On the level of support for onshore wind, Marchant agreed that this should come down as costs reduce, and said that he doesn't get involved in bilateral discussions about the level of support. He said that he didn't like the way that discussions on nuclear and renewables were being conflated. “I do not believe that the returns being made on renewables are excessive" he added.
The Energy and Climate Change Committee, which today is on a fact-finding mission to the London Array and Gunfleet Sands Windfarms, has issued a call for evidence from the public on the economics of wind power, to be submitted by 27 June; there is to be a hearing on 10 July.
Tim Yeo MP, Chair of the Committee, said: “Government policy on wind power should be based on sound economics and engineering, not political pressure from a small vocal minority – whether that be green campaigners or anti-wind protestors.
“In this session we want to cut through all the hot air talked about wind power and examine whether the economics really add up. Wind farms are over 40 times less polluting than gas burning power stations - per unit of energy produced - but there are concerns about the costs to consumers.”

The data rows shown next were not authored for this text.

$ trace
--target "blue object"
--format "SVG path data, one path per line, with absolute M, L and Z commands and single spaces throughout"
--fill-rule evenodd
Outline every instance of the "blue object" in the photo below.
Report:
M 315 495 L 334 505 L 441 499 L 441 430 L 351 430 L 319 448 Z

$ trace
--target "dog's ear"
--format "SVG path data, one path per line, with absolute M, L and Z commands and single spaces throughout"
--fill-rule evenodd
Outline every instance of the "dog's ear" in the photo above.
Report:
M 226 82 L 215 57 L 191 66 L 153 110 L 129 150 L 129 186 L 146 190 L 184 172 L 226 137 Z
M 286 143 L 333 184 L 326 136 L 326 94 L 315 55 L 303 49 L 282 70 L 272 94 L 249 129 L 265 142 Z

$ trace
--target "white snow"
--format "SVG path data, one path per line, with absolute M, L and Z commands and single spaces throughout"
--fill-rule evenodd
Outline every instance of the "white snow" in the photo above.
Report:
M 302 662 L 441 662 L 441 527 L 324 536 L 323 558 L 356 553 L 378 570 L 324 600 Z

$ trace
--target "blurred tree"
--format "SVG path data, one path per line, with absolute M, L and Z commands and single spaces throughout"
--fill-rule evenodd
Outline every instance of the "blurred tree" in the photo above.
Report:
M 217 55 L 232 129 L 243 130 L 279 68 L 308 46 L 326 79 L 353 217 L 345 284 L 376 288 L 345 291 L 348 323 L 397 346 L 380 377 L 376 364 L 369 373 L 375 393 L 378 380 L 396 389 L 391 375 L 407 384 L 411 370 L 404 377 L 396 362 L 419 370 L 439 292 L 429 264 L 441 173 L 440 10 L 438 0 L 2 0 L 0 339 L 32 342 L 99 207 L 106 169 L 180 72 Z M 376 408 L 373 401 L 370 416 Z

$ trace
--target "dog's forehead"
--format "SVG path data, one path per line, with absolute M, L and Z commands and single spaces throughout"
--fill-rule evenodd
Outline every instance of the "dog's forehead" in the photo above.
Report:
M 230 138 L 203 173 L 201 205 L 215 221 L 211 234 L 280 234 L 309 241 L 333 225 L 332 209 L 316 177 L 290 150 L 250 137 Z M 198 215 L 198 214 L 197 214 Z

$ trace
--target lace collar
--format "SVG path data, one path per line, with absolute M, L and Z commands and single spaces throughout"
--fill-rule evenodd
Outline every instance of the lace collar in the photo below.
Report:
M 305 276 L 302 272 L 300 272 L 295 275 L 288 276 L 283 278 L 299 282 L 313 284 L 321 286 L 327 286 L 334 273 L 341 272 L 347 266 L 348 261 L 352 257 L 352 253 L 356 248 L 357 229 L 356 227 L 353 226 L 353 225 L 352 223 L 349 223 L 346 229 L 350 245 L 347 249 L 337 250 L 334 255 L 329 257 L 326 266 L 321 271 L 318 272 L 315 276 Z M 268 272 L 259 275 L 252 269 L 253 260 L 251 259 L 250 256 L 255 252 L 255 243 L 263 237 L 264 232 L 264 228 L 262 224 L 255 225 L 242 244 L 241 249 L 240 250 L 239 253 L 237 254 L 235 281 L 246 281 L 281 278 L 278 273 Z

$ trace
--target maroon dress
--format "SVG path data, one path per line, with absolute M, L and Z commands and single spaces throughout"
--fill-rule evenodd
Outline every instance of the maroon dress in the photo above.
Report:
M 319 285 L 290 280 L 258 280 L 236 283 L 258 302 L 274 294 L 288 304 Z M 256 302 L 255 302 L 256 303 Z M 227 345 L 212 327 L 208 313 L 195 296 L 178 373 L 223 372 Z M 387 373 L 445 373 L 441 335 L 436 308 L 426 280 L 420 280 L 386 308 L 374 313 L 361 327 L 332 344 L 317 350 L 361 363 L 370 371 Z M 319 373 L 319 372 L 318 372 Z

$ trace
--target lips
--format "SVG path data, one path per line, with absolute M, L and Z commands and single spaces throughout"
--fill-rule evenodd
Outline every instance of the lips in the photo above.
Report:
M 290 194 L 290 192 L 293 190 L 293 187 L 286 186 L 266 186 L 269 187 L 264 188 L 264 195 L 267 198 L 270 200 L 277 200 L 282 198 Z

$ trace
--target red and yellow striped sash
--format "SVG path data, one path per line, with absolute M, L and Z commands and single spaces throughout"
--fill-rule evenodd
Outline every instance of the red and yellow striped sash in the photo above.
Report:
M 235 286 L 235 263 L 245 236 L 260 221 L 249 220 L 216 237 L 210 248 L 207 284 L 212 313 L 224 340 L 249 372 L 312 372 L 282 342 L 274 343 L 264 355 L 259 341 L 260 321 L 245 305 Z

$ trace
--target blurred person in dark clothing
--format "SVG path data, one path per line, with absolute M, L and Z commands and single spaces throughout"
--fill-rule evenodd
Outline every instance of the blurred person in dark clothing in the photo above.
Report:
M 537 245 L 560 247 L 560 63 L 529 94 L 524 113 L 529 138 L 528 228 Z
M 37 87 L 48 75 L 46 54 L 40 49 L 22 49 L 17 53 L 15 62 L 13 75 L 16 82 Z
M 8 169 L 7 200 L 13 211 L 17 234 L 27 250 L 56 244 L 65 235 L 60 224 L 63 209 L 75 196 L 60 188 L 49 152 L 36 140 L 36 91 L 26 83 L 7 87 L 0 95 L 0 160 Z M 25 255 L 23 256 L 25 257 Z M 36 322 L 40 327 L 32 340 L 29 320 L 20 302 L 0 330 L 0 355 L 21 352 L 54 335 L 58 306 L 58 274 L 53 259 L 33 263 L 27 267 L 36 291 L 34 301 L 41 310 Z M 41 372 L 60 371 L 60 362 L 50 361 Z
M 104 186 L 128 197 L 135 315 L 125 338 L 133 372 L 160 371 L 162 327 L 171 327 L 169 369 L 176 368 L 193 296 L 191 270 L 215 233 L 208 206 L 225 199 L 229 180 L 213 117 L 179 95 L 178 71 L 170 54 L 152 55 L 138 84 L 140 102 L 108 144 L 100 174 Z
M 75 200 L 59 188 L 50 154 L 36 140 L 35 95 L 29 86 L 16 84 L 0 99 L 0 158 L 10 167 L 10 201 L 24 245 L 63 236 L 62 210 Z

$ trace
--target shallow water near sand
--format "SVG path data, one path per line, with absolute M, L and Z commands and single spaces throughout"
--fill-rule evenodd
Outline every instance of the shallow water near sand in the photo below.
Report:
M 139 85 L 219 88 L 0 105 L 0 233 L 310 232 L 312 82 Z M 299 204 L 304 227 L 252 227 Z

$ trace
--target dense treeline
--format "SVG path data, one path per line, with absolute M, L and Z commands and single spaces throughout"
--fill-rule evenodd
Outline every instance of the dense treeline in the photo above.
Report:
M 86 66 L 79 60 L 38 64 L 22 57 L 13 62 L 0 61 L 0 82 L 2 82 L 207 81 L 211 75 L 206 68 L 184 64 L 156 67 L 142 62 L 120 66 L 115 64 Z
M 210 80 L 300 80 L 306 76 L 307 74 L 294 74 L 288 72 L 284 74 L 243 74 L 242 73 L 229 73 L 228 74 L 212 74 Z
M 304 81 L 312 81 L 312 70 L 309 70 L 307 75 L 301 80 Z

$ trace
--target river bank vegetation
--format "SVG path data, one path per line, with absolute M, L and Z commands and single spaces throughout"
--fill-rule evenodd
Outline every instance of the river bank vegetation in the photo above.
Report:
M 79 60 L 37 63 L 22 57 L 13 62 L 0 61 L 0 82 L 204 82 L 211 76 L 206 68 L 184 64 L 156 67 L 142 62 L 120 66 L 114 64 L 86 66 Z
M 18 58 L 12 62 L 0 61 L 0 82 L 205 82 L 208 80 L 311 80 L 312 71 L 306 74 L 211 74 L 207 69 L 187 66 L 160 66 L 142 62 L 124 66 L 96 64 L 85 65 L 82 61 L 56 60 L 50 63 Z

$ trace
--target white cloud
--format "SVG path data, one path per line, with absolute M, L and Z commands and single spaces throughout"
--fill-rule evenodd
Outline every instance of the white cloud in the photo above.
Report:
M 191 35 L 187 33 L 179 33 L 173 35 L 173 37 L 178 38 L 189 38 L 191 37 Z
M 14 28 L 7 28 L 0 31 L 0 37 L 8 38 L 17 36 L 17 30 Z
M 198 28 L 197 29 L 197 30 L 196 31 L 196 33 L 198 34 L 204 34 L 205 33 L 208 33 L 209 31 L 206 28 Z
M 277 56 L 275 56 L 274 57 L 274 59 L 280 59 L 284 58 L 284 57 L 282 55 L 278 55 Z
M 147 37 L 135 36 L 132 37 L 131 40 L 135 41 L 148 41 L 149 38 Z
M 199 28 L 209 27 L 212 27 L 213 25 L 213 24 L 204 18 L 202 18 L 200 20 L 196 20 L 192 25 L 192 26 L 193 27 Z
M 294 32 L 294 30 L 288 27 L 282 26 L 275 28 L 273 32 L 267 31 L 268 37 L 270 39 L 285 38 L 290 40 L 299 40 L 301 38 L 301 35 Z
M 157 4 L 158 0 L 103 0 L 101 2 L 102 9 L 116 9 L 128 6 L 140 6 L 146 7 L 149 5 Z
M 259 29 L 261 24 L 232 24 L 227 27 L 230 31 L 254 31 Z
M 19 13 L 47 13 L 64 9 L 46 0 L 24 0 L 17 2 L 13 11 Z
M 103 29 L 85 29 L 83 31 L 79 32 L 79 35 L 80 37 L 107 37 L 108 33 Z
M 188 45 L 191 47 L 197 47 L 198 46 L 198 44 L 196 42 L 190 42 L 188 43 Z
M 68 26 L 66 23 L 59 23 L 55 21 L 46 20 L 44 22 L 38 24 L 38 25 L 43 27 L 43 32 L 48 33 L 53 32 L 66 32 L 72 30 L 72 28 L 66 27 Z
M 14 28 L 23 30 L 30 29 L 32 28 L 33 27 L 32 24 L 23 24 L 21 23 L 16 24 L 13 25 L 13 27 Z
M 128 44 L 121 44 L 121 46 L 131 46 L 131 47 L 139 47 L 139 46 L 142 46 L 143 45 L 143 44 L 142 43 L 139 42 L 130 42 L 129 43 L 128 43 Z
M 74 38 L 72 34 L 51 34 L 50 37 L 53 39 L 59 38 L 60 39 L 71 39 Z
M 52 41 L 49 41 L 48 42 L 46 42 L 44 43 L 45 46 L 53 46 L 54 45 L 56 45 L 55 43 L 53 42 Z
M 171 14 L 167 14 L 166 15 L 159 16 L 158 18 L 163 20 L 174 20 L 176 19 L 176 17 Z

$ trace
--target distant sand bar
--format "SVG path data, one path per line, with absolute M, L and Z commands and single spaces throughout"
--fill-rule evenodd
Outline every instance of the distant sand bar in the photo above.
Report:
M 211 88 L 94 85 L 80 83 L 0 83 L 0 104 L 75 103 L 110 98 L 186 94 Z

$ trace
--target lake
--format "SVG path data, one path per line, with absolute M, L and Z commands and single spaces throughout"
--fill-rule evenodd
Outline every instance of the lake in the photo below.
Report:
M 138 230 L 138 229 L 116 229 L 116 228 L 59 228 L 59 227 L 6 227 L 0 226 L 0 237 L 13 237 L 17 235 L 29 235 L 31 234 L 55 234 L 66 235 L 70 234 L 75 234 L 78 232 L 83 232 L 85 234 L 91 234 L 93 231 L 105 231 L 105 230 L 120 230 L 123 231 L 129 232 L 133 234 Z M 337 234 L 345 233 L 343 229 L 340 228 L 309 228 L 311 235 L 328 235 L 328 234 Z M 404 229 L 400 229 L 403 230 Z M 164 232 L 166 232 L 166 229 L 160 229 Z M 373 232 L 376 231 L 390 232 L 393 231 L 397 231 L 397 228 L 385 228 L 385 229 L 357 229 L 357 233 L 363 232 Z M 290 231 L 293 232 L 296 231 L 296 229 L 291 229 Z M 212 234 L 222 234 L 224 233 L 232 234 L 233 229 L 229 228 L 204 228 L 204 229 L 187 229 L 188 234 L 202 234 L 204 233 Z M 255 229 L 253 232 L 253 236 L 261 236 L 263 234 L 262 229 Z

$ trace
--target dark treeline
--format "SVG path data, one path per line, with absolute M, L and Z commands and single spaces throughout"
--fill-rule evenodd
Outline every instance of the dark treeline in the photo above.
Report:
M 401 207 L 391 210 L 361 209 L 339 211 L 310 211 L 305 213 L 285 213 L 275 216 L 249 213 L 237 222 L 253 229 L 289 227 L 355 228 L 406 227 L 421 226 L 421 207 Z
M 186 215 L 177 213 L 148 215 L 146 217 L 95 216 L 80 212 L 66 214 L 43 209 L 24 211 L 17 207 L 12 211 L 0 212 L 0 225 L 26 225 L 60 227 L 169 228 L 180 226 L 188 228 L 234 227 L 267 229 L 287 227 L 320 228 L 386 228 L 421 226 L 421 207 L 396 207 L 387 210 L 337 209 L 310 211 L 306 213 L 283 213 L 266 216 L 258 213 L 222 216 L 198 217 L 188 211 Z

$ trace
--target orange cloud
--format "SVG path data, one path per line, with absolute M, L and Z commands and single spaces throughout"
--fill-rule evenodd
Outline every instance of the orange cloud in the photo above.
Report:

All the energy bosses agreed that they were in favour of Contracts for Difference because, unlike the Renewables Obligation, although it had many advantages, they will be able to support the massive increase in investment in renewable energy that is required in the coming years.
John McElroy agreed the Electricity Market Reform was too complex, and was taking too long to understand and finalise.
Sarwjit Sambhi, director, finance and strategy at Centrica, owners of British Gas, said that the capacity payment was good for gas-fired generation, which was required in the medium-term.
Marchant criticised the government for trying to disguise their support for nuclear power, in doing so coming up against state aid rules, and called for “an honest and open discussion about whether the country needs it and what is the cheapest way of doing it as opposed to disguising it in a very complex set of proposals, so it actually doesn't have negative connotations."
Marchant described investment in wind power as much more manageable than in nuclear power, and preferable because it has a period of clean construction of two or three years. “Nuclear is a completely different animal. You have billions of pounds of investment and a build time of seven to ten years."
The MPs were also questioning whether there was enough provision for reducing demand for electricity in the Bill and the level of and exemptions to the proposed Emissions Performance Standard.